A few more helpful hints to ensure you have a positive experience on Rover:

  • Arrange a phone or video call before booking. As we’ve said, we ALWAYS arrange a call before booking in every single gig to ensure we understand what’s expected of us. More often than not, you’ll find out new information that owners didn’t think to write in their initial message, or there may be more complicated requirements involved when caring for their pets. Take a look at the information given in their initial message and write down a few questions to ask the owner. Even having a call for 10 minutes means that you can ask any questions you may have, and they can do the same. For example, for a New Years Eve house sit booking on Rover we asked the owner on the call if their dog was ok with fireworks. Thinking about these kinds of questions means there won’t be any unexpected surprises when you take on the job and shows you using your initiative to pre-empt any potential issues.
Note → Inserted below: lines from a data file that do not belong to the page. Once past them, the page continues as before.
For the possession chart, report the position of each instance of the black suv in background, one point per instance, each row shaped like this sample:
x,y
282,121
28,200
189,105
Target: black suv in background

  • Don’t rush in. When there’s an opportunity to earn money from doing a job you love, it’s sometimes easy to get carried away at the thought of ‘saying yes’ being the only thing standing between you and getting paid. You have a duty of care to every animal you’ll look after, and you need to make sure you’ll be able to handle the situation before taking it on. Don’t be afraid to say no to a booking request – in the past we’ve turned down a handful of Rover requests that didn’t feel right, or the owner was asking way too much of us. In these instances we explain why it won’t work for us and politely decline.
  • Take photos! When you do secure a booking, remember to snap some photos to send updates to pet owners, that you can also use on your Rover profile in the future. Having a variety of different dogs or pets in your photos shows that you’ve completed more than one booking, and can handle different situations. It’s always a good idea to have recent or up-to-date photos on your profile, though make sure no recognisable house features are visible, such as a house number or street name, or any personal information of the owner’s showing on dog tags.
  • Ask for a review. After a booking is complete, Rover will prompt owners to write a review on your profile, but owners sometimes forget to do this. In these cases we follow up and politely request that they leave us a review, and explain that it’s really helpful for us to find new clients. The more reviews you can gain on your profile, the more potential clients will trust that you’re the person for the job!